Along the new roads and canals rolled a vastly increased volume of trade. The great discovery of the last reign, that iron might be smelted with coal, made Northern England, where coal and iron lie side by side, a great manufacturing district instead of a thinly peopled range of moors, and before the century was out Yorkshire and Lancashire had become the most important industrial centres in the realm.

Mechanical inventions.

A few years after the expansion of the iron industry came the growth of textile manufactures, fostered by the new discoveries made by Watt and Arkwright. The former, a Glasgow instrument-maker, began the application of steam to the setting of machinery in motion. The latter, a barber at Bolton, perfected the details of that machinery, and showed that it was possible to do quickly and accurately with iron what had hitherto been done slowly and more clumsily with human fingers. Where previously the spinner and weaver co-operated with the precarious motive-power of running water, the new mills, working by steam and able to establish themselves wherever coal was to be found, made their appearance. Thus the price of production was enormously lessened, and English woven goods became able to underbid any others in the markets of the world. For as yet no other nation had learnt the use of steam and machinery, and England had a monopoly of the new inventions. Our linen, woollen, and cotton manufactures were increasing with an astounding rapidity, and wealth and population mounted up by leaps and bounds. It is true that the new factory system was to lead to many social troubles and miseries. In the haste to grow rich, the mill-owners took little thought of the bodily or moral welfare of their workmen. In the new centres of population the lower classes were crowded together in narrow and unhealthy streets, forced to work too many hours a day, and grievously stinted in their wages as competition grew fierce. But these evils were only beginning to develop, while the rush of wealth produced in the new industries was apparent at once.

Improved agriculture.

Moreover, the growth of manufactures had stimulated other sources of prosperity. The increased population called for a larger food-supply, and therefore forced agriculture to develop. Waste and moor were everywhere being ploughed up, to raise corn for the new thousands who annually swelled our ranks. It is said that more new ground was taken into cultivation in the years between 1760 and 1780 than in the whole century which preceded them. Thus the landholding classes shared in the prosperity of the manufacturers. Nor was it only in the quantity of new corn-bearing land that progress was seen; the older acres also were cultivated with improved methods, and brought forth double their former produce.

Growth of wealth.

The growth of manufactures and the development of agriculture were enough in themselves to account for the marvellous ease with which England bore the burdens imposed upon her by the American war. So greatly was the national wealth increased, that losses which had seemed ruinous at the time were forgotten in ten years. The £120,000,000 of debt incurred in the struggle were no longer a nightmare to Chancellors of the Exchequer; it became evident that the country had suffered no incurable wound in the disastrous struggle with America, France, and Spain.

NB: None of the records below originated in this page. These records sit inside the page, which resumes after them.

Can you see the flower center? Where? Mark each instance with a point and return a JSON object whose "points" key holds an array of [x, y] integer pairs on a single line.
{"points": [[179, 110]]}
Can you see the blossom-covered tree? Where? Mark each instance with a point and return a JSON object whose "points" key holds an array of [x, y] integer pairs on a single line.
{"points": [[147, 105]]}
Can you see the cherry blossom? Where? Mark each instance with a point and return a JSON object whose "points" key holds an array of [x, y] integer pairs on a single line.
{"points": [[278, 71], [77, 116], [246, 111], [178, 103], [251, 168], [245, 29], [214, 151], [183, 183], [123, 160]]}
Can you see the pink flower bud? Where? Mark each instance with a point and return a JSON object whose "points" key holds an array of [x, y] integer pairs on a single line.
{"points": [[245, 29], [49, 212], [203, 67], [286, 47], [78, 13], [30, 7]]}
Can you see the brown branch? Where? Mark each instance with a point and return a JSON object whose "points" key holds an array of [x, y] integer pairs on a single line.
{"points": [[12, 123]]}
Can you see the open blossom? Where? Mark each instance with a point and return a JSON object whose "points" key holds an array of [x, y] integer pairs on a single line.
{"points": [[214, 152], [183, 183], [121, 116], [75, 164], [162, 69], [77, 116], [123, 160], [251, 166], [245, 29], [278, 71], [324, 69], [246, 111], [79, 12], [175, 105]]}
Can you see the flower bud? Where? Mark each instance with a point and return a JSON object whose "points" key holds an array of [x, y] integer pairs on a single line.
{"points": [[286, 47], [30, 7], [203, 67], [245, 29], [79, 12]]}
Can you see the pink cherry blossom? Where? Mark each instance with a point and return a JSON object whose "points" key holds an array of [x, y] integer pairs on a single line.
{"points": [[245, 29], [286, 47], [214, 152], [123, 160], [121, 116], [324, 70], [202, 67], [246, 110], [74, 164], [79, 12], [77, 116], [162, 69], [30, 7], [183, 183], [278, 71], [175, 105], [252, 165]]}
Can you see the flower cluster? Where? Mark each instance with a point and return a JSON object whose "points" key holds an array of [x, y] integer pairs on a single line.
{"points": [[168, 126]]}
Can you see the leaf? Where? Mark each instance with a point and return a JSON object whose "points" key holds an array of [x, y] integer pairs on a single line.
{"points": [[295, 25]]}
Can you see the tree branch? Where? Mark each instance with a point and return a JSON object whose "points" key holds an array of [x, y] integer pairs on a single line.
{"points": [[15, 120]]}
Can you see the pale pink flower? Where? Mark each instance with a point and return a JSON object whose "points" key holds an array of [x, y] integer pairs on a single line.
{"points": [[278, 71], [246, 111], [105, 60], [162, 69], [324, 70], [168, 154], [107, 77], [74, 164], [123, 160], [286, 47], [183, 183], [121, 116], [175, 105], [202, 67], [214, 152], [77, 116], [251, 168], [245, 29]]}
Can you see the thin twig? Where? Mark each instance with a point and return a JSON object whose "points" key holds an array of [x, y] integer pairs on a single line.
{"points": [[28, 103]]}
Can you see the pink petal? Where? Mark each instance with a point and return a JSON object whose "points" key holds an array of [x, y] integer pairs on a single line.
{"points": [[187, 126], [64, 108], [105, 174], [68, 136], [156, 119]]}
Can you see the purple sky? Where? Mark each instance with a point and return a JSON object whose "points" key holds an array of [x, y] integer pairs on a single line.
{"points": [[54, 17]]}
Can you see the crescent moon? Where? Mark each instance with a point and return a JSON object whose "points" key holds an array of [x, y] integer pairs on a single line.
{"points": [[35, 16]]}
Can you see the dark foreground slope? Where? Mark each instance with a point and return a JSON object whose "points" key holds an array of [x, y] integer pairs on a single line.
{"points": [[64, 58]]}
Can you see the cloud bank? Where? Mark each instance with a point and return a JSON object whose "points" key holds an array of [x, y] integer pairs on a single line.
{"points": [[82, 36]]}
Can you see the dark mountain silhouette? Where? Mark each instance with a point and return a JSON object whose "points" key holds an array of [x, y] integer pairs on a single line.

Pitt's financial and commercial policy.

Pitt, then, fell upon a fortunate time when he took office in December, 1783. But we must not deprive him of the full credit of restoring the prosperity of English finance. It is a great title to praise that he saw the bright side of things when other men were hopeless. And it must be remembered that his own enlightened conduct of affairs had much to do with the improved condition of the country. For he was far ahead of his contemporaries in his knowledge of finance and political economy. First of all English statesmen, he had studied the laws of wealth and the workings of international commerce. He had found an inspiration in Adam Smith's celebrated book, the "Wealth of Nations," published in 1776, and from it had convinced himself that Free Trade was the true policy of England, and that the old and narrow commercial policy of restriction and Protection was radically unsound. In all his legislation he bore this principle in mind, and the realm profited thereby to no small extent.